When wing Patrick Kane scored to give the 'Hawks (or either team, for that matter) their first two-goal lead of the series, the city was ready to explode. The Blackhawks clinched the Stanley Cup at United Center for the first time and on home ice for the first time since April 12, 1938, when they defeated Toronto 4-1 at Chicago Stadium to close the best-of-5 Final in four games.
"In so many ways, winning a championship like this in your own city in some way transcends the sport," captain Jonathan Toews said. "Everyone wants to be a part of it. It's amazing. You can feel the energy."
With a lower-than-expected salary cap projected for next season, Chicago will have some tough decisions to make this summer. Wing Patrick Sharp, defenseman Johnny Oduya and others could fall victim to fiscal necessity, but with a core of Kane, Toews and Keith, and young, emerging stars in Brandon Saad and Teuvo Teravainen, the Blackhawks will be in the Cup conversation for years to come.
"We know it's going to be a short summer, but that's what we want," Kane said. "I don't think there's going to be much sleeping tonight."
Play of the day: Kane's insurance goal. This was a gorgeous play from start to finish. Saad carried the puck up the left wing on the rush and dropped a no-look pass for center Brad Richards. Richards froze goalie Ben Bishop with a shot fake, then slipped the puck across the slot to Kane at the far circle. The pass was right on the tape and Kane deposited the offering into an open net to crush Tampa's hopes.

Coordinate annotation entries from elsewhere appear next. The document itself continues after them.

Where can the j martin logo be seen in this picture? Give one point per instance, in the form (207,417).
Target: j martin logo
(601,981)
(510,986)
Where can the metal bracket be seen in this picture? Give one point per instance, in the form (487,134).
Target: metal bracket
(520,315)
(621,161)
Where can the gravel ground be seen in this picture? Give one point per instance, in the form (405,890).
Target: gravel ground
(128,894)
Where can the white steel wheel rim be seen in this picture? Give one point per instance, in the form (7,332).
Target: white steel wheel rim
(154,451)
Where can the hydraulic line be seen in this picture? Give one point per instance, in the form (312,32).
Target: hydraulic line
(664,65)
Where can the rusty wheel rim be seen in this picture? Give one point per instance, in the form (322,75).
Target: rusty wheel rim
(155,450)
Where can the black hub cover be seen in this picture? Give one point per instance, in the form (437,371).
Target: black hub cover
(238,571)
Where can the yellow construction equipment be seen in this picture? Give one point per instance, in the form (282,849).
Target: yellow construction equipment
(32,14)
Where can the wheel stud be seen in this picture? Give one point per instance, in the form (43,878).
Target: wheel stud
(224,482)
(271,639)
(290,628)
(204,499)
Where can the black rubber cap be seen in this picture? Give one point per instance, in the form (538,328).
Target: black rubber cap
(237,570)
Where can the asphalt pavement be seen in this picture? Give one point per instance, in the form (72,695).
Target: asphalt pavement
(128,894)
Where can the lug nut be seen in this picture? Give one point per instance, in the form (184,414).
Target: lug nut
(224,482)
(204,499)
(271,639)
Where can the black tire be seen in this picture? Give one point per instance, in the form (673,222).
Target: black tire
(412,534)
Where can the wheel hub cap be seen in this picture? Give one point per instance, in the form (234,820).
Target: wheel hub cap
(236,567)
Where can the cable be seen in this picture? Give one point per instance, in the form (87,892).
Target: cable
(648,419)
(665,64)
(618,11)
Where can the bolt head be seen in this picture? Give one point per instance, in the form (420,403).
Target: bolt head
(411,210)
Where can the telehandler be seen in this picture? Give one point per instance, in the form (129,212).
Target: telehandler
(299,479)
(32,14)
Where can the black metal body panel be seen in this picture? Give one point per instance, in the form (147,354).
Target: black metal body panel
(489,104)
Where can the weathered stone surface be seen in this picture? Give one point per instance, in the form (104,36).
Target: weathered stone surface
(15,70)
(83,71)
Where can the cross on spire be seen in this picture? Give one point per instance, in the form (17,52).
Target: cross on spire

Turning point: We'll have to go back to Game 5 for that. Tampa had the series back on home ice with a chance to put the Blackhawks on the brink. The young Lightning couldn't close the door, and you just had the feeling Chicago wouldn't miss its opportunity for the kill on home ice.
1. Duncan Keith, D, Chicago. Keith scored the game-winning goal and logged 30:19 of ice time to cap an incredible playoff run.
2. Corey Crawford, G, Chicago. Crawford may never get the credit he is due, but a 25-save shutout in a Stanley Cup-clinching game -- his second such clincher -- is hard to ignore. Over the final three games of the Stanley Cup Final, Crawford allowed two goals on 82 shots, and he finished the series with a .938 save percentage.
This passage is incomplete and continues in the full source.